Hoy cultura desde el poder es más espectáculo y show-business que proyecto constructivo desde y para la diversidad. Se confunde -no se si a propósito o con qué propósito- si educación es cultura y si esta puede ser educativa. Queda la duda si la crisis educativa se resolverá con los bombazos “culturales” tipo festival internacional en boga. Porque apuestan a que ambas sean bienes de consumo pasajeros y turísticos de extranjeros, no procesos formativos como idearon y ejecutaron los franceses y algunos liberales mexicanos en sus orígenes nacionales.
Las decisiones en materia educativa y cultural siguen rozando la sensación de que, los últimos 26 años, vivimos fracturas en los procesos de identidad heredados propiciadas por el Estado y las oligarquías financieras.

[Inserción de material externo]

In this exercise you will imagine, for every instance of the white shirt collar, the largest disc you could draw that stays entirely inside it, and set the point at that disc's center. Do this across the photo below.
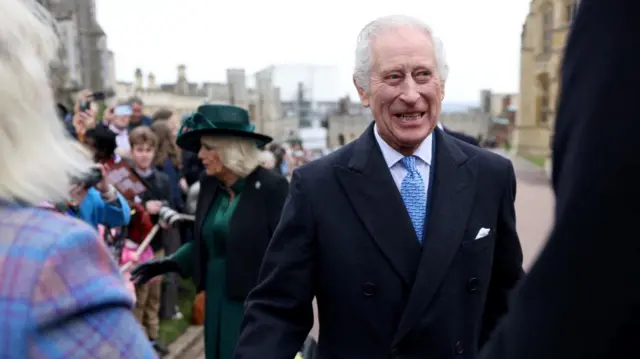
(392, 156)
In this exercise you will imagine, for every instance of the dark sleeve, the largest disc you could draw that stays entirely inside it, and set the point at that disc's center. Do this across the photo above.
(277, 197)
(582, 291)
(507, 259)
(278, 312)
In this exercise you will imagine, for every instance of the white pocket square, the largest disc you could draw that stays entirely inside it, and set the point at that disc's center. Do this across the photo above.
(483, 232)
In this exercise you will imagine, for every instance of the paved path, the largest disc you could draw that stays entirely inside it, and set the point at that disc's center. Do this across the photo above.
(534, 207)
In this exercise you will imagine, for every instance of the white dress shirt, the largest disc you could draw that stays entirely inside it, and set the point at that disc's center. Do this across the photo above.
(393, 159)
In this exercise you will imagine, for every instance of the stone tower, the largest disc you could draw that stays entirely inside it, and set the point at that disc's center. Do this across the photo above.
(237, 82)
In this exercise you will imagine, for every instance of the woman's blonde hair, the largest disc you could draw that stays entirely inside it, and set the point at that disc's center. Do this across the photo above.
(37, 156)
(239, 155)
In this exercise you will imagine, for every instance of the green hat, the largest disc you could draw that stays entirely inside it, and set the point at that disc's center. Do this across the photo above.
(217, 120)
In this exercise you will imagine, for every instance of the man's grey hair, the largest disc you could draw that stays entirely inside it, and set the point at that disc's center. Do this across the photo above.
(38, 158)
(364, 61)
(239, 155)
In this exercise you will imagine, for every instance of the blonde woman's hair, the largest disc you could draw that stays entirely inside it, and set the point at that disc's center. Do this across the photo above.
(239, 155)
(37, 155)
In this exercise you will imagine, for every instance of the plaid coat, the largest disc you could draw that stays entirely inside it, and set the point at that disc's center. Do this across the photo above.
(61, 293)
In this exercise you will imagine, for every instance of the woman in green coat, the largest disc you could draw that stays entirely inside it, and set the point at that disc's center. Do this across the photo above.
(238, 210)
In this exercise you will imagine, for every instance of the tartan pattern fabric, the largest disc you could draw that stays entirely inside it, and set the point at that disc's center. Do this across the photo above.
(61, 293)
(414, 195)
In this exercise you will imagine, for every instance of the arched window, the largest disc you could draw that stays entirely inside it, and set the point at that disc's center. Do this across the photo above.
(570, 10)
(543, 99)
(547, 28)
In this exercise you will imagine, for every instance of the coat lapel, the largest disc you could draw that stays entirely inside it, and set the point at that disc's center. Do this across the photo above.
(450, 207)
(208, 189)
(371, 190)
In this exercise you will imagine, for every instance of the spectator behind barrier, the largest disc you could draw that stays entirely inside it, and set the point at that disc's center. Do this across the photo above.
(65, 284)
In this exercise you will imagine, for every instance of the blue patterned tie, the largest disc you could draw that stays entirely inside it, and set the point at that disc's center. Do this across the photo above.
(414, 195)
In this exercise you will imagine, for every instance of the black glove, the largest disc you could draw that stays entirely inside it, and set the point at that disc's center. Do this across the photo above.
(147, 271)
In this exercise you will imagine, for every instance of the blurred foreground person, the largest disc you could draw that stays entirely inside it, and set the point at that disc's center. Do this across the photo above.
(581, 298)
(61, 293)
(238, 210)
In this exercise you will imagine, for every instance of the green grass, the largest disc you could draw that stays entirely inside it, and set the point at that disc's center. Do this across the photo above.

Vale cuestionarnos ¿Sus visiones y acciones hegemónicas sobre cultura nos están llevando al borde de una tragedia cultural? Me queda claro que no existe un cultivo amplio del sentido humanístico y estético de la educación y la cultura. Observo a ambas acosadas desde esos poderes por obsesiones pragmáticas y moralistas, evasivas y autoritarias, incluso con facetas de totalitarismo. No me extenderé más al respecto.No deja de ser éste el dato antropológico que apuntaba Marc Augé al final de la década de los ochenta,cuando los neoliberales empezaron a hablar e imponer su idea de cultura.¿Triunfarán en esa imposición?